Parts of the UK which have already been saturated by heavy rainfall and flooding are braced as forecasters warn of further wet weather.
The Environment Agency (EA) said there were 106 flood warnings in place for England on Thursday morning, including six severe warnings indicating lives were in danger in communities near the Welsh border.
Persistent rain has seen the Met Office raise yellow weather warnings across parts of southern Scotland and Strathclyde, northwestern England and Wales as recovery efforts continue following Storm Dennis.
ITV News Midlands Reporter Ben Chapman has said the water levels on the River Severn have dropped but the rain could make levels rise again.

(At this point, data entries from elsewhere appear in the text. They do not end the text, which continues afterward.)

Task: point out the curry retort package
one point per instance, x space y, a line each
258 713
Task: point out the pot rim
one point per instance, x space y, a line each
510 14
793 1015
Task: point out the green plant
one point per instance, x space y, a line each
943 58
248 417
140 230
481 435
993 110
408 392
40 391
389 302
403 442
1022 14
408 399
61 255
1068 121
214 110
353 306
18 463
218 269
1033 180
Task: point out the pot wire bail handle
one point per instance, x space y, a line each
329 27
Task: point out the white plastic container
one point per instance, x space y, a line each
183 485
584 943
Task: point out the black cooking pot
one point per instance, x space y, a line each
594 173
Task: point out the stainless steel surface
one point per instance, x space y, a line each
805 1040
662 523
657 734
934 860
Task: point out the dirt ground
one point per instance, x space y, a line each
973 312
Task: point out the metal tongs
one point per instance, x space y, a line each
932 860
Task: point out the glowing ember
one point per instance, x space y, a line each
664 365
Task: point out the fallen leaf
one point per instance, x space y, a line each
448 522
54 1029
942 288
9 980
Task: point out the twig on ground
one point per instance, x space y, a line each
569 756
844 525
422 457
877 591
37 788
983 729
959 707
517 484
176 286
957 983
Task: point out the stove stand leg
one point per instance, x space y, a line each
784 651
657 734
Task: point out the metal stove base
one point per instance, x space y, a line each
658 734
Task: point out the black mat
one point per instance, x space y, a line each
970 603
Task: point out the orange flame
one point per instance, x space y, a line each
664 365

Rain fell heavily across northern and western parts of Britain overnight, Met Office forecaster Mark Wilson said, adding it was likely to continue until about 3pm.
The village of Capel Curig in north Wales received 54 mm of rain in 24 hours, compared to an average of 97 mm of rain for the whole of February.
Cumbria’s Shap, which recorded 120 mm across February 2019, saw 52 mm fall before day broke on Thursday.
But some relief reprieve was on the way later in the day, Mr Wilson said.
“The rain will clear through the west in the afternoon then through the southeast later,” he said.
People can look forward to “sunshine and showers” later in the day, the forecaster added.
More weather warnings are likely on Friday with heavy rain expected across western Scotland, Yorkshire and parts of Cumbria.
Gusty winds are also expected to strengthen at the end of the working week.
Mr Wilson urged people to be mindful of warnings as they go about their day.
"There could be some pretty tricky conditions on the roads, make sure you give yourself a bit more time with travel because there’s some fairly heavy rain around," he said.
Further flooding has hit Pentre in the Rhondda Valley following continued heavy rain across Wales.
Rhondda MP Chris Bryant shared a video from Pleasant Street showing floodwaters creeping up towards people's front doors.
The EA reported England has already received 141% of its average February rainfall so far this month courtesy of Dennis, adding that river levels in the Colne, Ribble, Calder, Aire, Trent, Severn, Wye, Lugg, and Derwent all set new records in recent days.
Jeremy Corbyn visited Pontypridd in South Wales on Thursday meeting residents and volunteers in communities affected by Storm Dennis.
He said: "What's been great is the way the community's come together and supported each other, that's fantastic, but the issue is how do we prevent people's homes being flooded in the future and build better flood defences?
"The Welsh Government has invested a lot in flood defences, well done them, but there are big issues facing the whole country of climate change which does mean that these horrific weather events are likely to become more frequent."
The Labour leader accused Boris Johnson of neglecting those affected and was showing his "true colours" by not convening the Government's emergency committee Cobra.
Under Secretary of State at the Department for Business, Energy and Industrial Strategy Nadhim Zahawi defended Mr Johnson's response telling ITV News the government was "working day and night".
"The best support, the prime minister is giving, is to make sure his ministers, his government is responding and responding effectively by getting the money... as we speak we are delivering £2,500 per impacted business in compensation," the Stratford-upon-Avon MP told ITV News.
Meanwhile, fundraising efforts have continued for those affected by the floods, with multiple communities in Wales starting collections.
On Wednesday, The Frost actor Michael Sheen launched a campaign to raise money for affected communities in Wales, raising half of its £10,000 goal within the first five hours.